I witnessed my grandfather say goodbye to his brother today. My mother fixed the collar on his funeral suit and fussed that he had a clean hankie in his pocket. Their matching grey eyes glassy with tears. They walked hand in hand to the car, a united front against a shared pain.
There is so much history, good and bad, between my grandfather and mother. Such strong personalities often more clashing than comforting.
Yet today all differences were put aside and the mutual support is strong.
As I waited for them to return I wondered around his home gazing along the photo laden walls. So many characters, relationships and special occasions have pride of place in this old man’s house. The photos reflect changes over the decades with over 175 years represented here.
There is an old round headshot of a formidable great grandfather, the laughing smiles of great-great grandchildren, wives kissing embarrassed husbands, an incredible lineage of wedding dresses, the landscapes of foreign lands, brothers in arms, boats built and even the football teams revered.
I wonder how he feels when he gazes at his life evidenced through these photos. When the house returns to its quiet stillness and he settles back into his life of solitude; how does he feel about his family and friends?
This moment in my grandfather’s life leads to thoughts of self-reflection.
I have a wonderful family, gorgeous friends and a blessed life. My depression has given me a healthy respect for the life I have. If you have been reading my blog and website you know I have a life I love. I am also realistic and know that life will throw cannonballs of crap at me occasionally. I am just a little tougher and faster these days.
Family can easily be taken for granted. We can all be guilty of focusing on grievances and gripes too often. The past few days has served as a strong reminder of how valuable family is to me.
Good bad and ugly these are the ones who will support, cheer and find my hankie when I need one.
There are so many easy ways to show appreciation and love for our families. We can create magical memories and forever strong relationships with a little forethought and care.
And when I am my grandfather’s age I will sit in my big armchair gazing upon my photo's feeling fulfilled proud loved and lucky.
So this leads to my list.
My Most Content Family Life Rules.
1. Love your family. Don’t just feel it but go spend time with them and hug them tight. Organise more family dinners while you at it.

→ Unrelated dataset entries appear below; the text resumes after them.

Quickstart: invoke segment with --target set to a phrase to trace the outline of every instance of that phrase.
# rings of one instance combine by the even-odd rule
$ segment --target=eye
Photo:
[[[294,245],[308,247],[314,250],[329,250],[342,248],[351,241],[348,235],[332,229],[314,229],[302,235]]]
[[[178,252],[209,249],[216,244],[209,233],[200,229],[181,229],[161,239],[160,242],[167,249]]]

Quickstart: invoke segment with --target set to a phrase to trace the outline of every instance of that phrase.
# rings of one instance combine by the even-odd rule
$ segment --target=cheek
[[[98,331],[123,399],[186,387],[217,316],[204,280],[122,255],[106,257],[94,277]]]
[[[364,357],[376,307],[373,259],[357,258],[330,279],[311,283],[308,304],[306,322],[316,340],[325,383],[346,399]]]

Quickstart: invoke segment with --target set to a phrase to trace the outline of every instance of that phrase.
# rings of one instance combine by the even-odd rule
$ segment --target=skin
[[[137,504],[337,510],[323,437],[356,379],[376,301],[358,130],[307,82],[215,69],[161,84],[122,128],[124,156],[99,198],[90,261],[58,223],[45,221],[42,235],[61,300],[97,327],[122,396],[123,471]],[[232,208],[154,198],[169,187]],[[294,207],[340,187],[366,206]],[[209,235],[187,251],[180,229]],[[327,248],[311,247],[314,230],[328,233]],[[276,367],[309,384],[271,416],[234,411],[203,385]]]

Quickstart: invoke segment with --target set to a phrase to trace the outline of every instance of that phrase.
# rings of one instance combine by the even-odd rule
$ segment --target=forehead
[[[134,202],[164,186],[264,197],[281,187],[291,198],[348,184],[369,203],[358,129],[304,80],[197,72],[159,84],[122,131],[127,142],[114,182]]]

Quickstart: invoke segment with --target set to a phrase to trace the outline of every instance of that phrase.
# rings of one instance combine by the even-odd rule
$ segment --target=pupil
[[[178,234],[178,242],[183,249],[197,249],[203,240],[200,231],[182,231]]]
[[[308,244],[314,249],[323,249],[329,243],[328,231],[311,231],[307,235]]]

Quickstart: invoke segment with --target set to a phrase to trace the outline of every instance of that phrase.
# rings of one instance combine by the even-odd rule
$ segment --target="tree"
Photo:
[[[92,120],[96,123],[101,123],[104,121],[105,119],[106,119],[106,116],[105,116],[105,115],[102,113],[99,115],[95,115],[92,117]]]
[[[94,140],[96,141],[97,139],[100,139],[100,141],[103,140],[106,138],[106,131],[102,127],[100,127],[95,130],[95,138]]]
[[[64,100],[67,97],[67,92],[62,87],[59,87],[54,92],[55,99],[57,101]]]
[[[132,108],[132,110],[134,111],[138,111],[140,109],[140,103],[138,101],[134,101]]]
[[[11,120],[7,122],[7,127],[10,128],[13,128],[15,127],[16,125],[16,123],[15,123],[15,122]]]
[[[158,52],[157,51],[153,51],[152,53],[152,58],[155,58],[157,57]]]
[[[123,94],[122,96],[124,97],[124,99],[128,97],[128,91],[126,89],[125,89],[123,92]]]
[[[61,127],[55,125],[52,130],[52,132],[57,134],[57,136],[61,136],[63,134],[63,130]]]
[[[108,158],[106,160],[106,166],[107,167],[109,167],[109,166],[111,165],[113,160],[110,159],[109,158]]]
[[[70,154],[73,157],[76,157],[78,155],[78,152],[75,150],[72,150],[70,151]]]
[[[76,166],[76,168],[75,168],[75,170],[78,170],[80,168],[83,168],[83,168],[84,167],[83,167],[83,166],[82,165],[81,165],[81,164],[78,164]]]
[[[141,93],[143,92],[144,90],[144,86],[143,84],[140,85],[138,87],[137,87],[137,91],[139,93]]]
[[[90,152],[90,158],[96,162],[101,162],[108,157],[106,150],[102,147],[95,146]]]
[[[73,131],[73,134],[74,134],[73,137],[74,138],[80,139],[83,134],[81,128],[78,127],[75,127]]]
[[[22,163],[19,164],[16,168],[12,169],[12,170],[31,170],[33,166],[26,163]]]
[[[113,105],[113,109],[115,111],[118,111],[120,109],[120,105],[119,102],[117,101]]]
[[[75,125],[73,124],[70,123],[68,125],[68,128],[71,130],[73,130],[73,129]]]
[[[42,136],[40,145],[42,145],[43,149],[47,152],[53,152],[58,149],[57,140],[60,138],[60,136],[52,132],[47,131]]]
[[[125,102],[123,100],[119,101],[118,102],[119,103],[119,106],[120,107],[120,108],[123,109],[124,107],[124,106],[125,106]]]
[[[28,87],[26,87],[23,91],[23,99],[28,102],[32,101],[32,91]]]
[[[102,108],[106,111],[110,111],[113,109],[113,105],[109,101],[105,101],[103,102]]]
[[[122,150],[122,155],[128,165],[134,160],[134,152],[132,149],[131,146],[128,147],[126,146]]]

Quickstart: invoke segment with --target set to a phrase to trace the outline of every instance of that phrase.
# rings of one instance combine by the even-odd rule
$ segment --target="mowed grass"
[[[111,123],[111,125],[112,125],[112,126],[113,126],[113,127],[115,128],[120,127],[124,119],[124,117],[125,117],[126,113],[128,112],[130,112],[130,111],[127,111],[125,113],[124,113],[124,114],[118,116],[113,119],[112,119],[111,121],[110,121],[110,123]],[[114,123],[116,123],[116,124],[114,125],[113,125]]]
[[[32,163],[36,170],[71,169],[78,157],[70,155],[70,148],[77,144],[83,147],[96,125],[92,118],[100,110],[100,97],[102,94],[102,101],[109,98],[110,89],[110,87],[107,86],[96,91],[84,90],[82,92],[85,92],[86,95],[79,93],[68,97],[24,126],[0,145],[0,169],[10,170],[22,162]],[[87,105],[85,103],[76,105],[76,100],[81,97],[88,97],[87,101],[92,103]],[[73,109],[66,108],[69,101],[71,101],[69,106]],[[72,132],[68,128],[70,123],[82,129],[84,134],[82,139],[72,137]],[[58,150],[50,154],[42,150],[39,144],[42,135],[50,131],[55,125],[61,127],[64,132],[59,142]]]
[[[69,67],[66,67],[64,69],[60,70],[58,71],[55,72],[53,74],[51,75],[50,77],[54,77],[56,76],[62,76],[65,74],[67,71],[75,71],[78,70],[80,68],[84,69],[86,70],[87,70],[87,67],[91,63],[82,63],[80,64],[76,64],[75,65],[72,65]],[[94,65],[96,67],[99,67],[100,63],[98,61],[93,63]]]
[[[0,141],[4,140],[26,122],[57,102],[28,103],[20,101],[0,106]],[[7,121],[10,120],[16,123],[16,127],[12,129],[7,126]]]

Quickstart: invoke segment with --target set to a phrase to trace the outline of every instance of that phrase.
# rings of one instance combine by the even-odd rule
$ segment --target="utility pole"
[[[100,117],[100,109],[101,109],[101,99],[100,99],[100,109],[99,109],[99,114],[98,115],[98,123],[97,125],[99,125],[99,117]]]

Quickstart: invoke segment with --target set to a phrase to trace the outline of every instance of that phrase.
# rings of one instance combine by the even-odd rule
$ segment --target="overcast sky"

2. Forgive. Eventually time will run out and you will no longer have the opportunity.
3. Don’t wait for special events. A birthday catch up is not enough. Organise dinner, drinks, cuppas, Skype calls, morning teas, walks or lunches. Connect often – we need it.
4. Cherish special moments with photos, albums and journals. Create a place to document the memories and remind yourself how lucky you are to have these extraordinary people in your life.
5. Touch often. Physical contact allows you to connect and feel. A bear hug or even just placing a hand on theirs is enough to show how much you care.
6. Reminisce when you get together. Re-tell the stories that made you laugh so hard you cried. Adventures are meant to be re-told with gusto and maybe a little embellishment. When the more challenging times are recalled then celebrate the learning and the strength shown.
7. Be true to your beliefs and opinions; respect another's right to be different.
8. Listen when your loved ones talk. Don't think of your response or what else you need to be doing. Stop and listen to their words. They are worth your full attention.
9. Give because you can. You know that feeling you get when you lay a surprise gift down and wait for them to open it. This is a feel-good hit for you both and a great opportunity to showcase how much they mean to you.
10. Tell your loved ones why you love them. Be specific and speak from the heart.
We all lament that life goes by too fast and we are soooooo busy. Today make a decision to value one of the most incredible parts of your life - your family.
Big, small, adopted, chosen, born, blood or by marriage, loud or quiet these people belong to you forever.
Today I saw forever in my Grandfathers eyes and it’s not as far away as you think.
Now I am off to have a cup of tea with mum on the veranda.